Create environment file:

# Create .env file with your API keys
echo "LITELLM_API_KEY=your_api_key_here" > .env

Build the extension:

# Development build with file watching
npm run build:watch

# Or one-time development build
npm run build:dev

Load extension in Chrome:
- Open Chrome and navigate to chrome://extensions/
- Enable "Developer mode" (top-right toggle)
- Click "Load unpacked" and select the agent/dist directory
- The extension will appear with a side panel (Cmd/Ctrl+E to toggle)

Environment Variables

Create a .env file in the agent/ directory:

# Required for LLM provider access
LITELLM_API_KEY=your_api_key_here

# Optional: For specific providers
OPENAI_API_KEY=your_openai_key
ANTHROPIC_API_KEY=your_anthropic_key

VS Code Setup

Recommended VS Code extensions:

TypeScript and JavaScript Language Features
ESLint - for code linting
Prettier - for code formatting
Tailwind CSS IntelliSense - for CSS classes
Vitest - for test runner integration

Debugging:

Launch configurations are available in .vscode/launch.json
Use "Extension + Dev Server" configuration for full debugging
Set breakpoints in TypeScript source files

Chromium Browser Development (Advanced)

Only needed if you're modifying browser-level features:

Setup Chromium source (requires ~100GB disk space):

# Follow Chromium's official guide to checkout source
# This typically goes in a separate directory outside this repo

Configure build:

# Use our Python build system
python build/build.py --chromium-src /path/to/chromium/src --config build/config/debug.yaml

Apply patches and build:

python build/build.py --chromium-src /path/to/chromium/src --apply-patches --build

For detailed Chromium build instructions, see docs/BUILD.md.

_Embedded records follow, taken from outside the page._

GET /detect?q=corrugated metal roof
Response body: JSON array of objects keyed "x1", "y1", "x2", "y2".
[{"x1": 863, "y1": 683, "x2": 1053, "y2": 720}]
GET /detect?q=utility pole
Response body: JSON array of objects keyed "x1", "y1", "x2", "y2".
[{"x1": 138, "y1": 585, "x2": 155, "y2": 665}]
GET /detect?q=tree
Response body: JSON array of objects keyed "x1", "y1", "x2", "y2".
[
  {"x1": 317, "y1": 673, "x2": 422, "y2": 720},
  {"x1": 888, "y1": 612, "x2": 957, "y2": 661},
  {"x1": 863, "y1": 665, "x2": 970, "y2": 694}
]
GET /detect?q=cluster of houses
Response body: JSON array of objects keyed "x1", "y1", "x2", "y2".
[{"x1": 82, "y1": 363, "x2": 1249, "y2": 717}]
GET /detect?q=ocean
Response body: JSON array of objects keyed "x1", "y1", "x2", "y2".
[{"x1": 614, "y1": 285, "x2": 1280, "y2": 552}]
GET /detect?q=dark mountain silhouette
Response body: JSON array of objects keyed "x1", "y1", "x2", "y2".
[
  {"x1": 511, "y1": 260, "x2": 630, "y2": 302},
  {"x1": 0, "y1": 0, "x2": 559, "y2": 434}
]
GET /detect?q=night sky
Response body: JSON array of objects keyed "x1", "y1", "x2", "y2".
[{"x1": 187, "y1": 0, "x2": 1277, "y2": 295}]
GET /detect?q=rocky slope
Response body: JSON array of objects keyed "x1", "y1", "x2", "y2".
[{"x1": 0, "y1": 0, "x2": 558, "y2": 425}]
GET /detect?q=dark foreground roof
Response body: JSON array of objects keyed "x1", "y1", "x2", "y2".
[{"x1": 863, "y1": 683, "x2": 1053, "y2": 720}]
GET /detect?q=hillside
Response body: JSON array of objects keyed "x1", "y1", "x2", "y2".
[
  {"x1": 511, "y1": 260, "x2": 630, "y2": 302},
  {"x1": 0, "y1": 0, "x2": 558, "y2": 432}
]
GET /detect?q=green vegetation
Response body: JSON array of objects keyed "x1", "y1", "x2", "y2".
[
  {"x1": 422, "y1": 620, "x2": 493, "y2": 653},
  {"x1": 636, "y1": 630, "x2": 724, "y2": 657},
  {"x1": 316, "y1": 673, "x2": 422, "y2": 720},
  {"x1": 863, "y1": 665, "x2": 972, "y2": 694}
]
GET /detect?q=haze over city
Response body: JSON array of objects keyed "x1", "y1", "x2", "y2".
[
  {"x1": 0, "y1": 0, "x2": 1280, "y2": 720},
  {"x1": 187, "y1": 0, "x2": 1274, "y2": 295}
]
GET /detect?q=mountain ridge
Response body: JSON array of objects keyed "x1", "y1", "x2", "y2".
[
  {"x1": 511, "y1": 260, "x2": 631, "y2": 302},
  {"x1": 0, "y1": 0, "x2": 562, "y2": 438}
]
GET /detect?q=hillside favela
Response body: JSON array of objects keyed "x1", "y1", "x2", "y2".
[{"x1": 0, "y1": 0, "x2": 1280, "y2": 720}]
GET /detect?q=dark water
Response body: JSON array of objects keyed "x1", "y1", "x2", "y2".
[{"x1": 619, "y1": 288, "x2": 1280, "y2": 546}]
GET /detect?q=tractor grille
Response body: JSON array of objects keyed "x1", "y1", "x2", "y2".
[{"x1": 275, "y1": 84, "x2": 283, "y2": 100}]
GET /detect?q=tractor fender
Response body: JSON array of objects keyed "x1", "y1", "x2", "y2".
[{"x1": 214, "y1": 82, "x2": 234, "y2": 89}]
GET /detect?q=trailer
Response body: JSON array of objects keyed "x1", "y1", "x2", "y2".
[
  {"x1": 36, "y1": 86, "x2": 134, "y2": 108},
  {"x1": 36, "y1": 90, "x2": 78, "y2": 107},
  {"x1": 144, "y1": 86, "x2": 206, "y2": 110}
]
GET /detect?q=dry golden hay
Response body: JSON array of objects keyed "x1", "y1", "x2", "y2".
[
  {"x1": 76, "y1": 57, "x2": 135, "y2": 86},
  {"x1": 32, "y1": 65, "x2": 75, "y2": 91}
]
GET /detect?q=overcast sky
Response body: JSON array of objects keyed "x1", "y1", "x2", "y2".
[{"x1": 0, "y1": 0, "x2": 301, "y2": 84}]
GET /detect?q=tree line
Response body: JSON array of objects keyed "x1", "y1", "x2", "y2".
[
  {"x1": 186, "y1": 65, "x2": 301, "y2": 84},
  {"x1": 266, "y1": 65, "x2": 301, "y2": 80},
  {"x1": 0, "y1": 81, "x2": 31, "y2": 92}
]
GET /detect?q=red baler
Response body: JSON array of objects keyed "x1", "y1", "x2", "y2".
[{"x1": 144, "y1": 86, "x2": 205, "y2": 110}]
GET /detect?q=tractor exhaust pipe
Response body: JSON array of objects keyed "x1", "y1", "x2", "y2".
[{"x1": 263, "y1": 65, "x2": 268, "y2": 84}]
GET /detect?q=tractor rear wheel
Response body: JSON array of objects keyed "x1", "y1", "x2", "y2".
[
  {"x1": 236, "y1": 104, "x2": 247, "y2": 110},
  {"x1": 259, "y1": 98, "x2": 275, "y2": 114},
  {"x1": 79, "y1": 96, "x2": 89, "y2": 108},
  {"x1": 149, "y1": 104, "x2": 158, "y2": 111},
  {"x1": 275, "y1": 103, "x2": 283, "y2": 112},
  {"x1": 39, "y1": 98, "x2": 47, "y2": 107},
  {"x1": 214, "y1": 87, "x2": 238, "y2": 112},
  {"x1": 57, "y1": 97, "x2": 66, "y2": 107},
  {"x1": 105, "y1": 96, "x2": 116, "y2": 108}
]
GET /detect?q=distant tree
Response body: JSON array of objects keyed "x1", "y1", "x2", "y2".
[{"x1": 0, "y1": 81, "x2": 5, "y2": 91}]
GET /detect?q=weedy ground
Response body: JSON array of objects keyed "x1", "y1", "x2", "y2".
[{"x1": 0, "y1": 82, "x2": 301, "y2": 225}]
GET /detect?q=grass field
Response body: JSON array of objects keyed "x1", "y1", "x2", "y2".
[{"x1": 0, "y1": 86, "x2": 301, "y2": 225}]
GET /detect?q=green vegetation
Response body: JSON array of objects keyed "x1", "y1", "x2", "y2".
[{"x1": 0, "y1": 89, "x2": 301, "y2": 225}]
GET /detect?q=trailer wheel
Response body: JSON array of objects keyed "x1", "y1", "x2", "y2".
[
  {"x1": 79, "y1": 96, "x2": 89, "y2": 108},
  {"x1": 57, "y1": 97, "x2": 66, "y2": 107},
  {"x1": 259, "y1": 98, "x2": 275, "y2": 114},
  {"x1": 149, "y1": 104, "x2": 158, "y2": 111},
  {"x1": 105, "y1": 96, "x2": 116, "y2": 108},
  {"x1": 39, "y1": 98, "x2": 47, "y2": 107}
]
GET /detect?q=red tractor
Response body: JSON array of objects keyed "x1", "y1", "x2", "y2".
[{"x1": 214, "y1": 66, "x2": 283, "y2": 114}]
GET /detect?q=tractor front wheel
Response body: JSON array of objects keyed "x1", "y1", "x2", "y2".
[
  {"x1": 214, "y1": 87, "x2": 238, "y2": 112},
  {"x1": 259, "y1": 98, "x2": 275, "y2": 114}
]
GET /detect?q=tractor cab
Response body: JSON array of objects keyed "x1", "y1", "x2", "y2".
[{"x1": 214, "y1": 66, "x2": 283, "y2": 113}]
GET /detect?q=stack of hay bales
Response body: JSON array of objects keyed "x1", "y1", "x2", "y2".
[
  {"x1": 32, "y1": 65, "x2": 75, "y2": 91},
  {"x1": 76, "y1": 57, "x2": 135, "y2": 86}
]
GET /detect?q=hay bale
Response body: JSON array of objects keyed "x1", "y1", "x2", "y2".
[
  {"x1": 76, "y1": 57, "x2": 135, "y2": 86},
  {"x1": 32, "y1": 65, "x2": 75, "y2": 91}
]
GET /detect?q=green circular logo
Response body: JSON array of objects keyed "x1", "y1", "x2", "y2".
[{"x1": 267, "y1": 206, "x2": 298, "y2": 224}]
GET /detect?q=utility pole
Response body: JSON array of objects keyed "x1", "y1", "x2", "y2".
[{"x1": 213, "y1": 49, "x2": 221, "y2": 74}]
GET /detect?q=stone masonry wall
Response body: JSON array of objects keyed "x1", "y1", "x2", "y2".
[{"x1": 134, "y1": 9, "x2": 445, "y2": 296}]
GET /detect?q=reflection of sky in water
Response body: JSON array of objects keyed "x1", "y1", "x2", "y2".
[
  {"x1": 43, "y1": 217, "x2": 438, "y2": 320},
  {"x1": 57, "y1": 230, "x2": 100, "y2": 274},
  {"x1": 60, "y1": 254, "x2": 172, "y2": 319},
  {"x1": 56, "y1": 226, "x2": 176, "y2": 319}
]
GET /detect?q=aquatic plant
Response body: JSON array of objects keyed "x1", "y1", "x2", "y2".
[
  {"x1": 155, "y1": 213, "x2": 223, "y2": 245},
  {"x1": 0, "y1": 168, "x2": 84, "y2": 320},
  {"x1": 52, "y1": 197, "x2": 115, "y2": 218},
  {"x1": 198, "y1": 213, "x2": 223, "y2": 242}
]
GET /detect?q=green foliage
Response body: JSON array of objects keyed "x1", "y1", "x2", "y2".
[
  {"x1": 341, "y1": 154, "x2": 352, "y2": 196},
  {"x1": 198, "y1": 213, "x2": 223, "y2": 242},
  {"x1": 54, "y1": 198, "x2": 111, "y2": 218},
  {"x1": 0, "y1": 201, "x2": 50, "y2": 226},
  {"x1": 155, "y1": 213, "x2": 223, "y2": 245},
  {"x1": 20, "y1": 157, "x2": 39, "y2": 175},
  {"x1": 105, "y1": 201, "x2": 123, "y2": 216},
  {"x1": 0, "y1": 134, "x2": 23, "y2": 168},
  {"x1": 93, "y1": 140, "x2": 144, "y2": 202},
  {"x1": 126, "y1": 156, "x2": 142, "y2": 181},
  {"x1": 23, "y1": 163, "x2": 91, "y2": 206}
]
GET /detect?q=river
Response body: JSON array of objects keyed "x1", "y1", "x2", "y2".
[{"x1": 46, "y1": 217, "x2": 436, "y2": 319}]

Before contributing, let's understand how you can help:

🌟 Contribution Areas

1. 🤖 AI Agent & Tools Development

Skill Level: Intermediate to Advanced | Impact: High

The heart of BrowserOS is its AI agent system. You can contribute by:

Creating new tools for browser automation (see agent/src/lib/tools/)
Improving agent planning and execution logic
Adding MCP (Model Context Protocol) integrations for external services
Enhancing LLM provider support (Claude, OpenAI, Ollama, local models)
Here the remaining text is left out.